Brewers such as Mr. Johnston would still have access to existing venues, including the LCBO, grocery stores, bars and restaurants, but carving out space in corner stores would be key to tapping new customers and picking up sales from existing ones who may move their purchases to convenience stores instead.

“Ontario is by far our most important market. For most Ontario craft brewers, it is their only market, so to hear that your livelihood may change drastically, is a very scary thing," Mr. Johnston said.
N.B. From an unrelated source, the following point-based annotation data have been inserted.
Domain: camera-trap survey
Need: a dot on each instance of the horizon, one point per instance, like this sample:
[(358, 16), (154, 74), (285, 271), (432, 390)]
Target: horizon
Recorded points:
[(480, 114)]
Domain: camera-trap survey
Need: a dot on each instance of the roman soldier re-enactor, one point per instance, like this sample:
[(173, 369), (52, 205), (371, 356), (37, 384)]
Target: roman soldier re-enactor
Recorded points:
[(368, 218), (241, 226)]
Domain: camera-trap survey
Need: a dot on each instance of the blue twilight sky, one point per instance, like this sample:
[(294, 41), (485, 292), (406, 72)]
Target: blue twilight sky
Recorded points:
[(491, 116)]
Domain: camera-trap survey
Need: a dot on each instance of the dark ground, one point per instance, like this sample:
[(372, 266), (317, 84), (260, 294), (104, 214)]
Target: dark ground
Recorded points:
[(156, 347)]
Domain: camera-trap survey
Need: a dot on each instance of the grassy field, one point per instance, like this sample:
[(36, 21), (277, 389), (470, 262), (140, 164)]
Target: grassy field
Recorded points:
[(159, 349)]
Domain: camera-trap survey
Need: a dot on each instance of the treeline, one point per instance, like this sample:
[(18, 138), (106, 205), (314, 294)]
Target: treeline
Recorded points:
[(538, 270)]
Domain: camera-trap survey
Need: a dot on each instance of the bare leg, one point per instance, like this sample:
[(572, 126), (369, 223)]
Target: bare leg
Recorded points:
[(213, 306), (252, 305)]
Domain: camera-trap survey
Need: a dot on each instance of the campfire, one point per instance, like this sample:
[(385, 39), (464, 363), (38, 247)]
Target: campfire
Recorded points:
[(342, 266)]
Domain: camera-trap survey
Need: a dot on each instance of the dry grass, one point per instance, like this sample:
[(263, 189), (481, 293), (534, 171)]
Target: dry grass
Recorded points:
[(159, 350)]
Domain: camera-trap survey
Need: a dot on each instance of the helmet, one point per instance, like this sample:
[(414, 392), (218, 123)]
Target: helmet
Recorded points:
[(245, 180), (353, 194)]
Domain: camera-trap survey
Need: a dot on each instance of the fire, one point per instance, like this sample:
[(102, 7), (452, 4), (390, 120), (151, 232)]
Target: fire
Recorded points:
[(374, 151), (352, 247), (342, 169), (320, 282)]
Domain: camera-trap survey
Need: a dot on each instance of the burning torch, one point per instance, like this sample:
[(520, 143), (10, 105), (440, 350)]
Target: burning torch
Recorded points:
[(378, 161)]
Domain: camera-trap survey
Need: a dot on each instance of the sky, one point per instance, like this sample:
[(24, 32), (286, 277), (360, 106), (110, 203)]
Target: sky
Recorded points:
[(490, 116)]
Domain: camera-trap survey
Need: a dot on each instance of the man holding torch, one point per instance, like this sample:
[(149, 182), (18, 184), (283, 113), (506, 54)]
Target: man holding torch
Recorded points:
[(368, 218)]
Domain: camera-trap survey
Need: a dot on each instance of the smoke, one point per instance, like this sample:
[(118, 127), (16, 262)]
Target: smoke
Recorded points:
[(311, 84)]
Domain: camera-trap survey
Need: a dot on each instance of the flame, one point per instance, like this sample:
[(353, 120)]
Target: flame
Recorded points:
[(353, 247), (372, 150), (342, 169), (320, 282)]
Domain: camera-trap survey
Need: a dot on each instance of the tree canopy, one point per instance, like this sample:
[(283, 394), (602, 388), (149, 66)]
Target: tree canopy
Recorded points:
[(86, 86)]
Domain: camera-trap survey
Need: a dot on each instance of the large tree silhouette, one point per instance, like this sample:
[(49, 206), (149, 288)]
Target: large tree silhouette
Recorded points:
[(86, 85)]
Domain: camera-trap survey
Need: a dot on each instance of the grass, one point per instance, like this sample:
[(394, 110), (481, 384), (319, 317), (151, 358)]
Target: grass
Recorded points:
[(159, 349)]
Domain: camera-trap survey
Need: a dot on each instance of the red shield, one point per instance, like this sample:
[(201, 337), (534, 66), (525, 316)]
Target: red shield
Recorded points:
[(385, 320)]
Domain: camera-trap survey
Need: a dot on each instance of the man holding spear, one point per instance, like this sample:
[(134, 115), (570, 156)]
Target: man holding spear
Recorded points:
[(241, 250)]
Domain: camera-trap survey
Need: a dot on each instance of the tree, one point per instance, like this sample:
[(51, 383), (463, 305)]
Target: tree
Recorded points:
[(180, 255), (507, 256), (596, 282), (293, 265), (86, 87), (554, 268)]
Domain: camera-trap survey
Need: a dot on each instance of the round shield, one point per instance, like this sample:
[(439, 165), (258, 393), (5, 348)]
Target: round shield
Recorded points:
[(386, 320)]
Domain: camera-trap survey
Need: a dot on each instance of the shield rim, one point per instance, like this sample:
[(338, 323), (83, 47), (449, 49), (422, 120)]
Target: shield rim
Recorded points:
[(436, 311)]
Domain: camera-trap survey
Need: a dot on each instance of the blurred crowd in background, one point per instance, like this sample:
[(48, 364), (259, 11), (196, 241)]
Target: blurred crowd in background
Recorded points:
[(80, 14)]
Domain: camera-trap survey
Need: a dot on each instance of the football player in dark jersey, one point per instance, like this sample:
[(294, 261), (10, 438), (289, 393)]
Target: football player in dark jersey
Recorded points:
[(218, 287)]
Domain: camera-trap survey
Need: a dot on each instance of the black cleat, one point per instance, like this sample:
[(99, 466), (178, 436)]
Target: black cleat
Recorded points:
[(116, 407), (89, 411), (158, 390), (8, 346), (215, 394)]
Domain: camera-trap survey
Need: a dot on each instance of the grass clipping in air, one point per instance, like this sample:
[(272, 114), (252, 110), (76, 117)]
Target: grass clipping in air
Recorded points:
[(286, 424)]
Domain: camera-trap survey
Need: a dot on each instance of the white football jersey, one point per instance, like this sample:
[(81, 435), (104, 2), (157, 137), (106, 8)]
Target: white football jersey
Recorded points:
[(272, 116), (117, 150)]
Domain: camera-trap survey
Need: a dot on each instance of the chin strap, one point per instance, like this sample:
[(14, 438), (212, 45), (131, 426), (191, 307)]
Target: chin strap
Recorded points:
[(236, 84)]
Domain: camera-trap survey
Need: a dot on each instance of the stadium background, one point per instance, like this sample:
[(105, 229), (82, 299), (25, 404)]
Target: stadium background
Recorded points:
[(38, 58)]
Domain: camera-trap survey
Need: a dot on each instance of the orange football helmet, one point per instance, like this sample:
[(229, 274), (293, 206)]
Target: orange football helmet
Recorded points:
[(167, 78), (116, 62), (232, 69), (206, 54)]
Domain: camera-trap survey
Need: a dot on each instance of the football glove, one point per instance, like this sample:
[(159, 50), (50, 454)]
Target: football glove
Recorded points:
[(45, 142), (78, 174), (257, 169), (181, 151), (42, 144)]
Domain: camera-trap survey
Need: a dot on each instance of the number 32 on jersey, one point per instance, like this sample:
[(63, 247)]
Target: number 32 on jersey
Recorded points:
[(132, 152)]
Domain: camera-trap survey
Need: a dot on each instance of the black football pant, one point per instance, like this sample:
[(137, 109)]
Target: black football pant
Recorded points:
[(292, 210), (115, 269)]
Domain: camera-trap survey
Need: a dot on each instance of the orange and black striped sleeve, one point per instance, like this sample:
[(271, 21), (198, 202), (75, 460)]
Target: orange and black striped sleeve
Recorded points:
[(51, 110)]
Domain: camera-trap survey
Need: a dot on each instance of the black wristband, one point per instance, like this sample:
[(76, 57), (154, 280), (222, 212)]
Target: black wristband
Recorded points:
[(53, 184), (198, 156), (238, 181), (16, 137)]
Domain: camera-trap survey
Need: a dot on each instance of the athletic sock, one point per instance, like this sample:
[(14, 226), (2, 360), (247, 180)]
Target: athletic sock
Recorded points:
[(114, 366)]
When the Ford government announced it was mulling Beer Store reforms, it trumpeted the move as a way to benefit craft brewers and bring consumers more choice by breaking up the monopoly held by the foreign brewing giants behind Labatt, Molson and Sleeman, which own the Beer Store and its hundreds of locations. Under a 10-year agreement signed with the previous Liberal government in 2015, beer was permitted to be sold in several hundred grocery stores, but the Beer Store retained its long-held, exclusive right to sell beer in 12- and 24-packs. The trio of big brewers has threatened legal action and warned about financial penalties should the agreement end.

Legislation killing the agreement was passed June 6, but has yet to be proclaimed.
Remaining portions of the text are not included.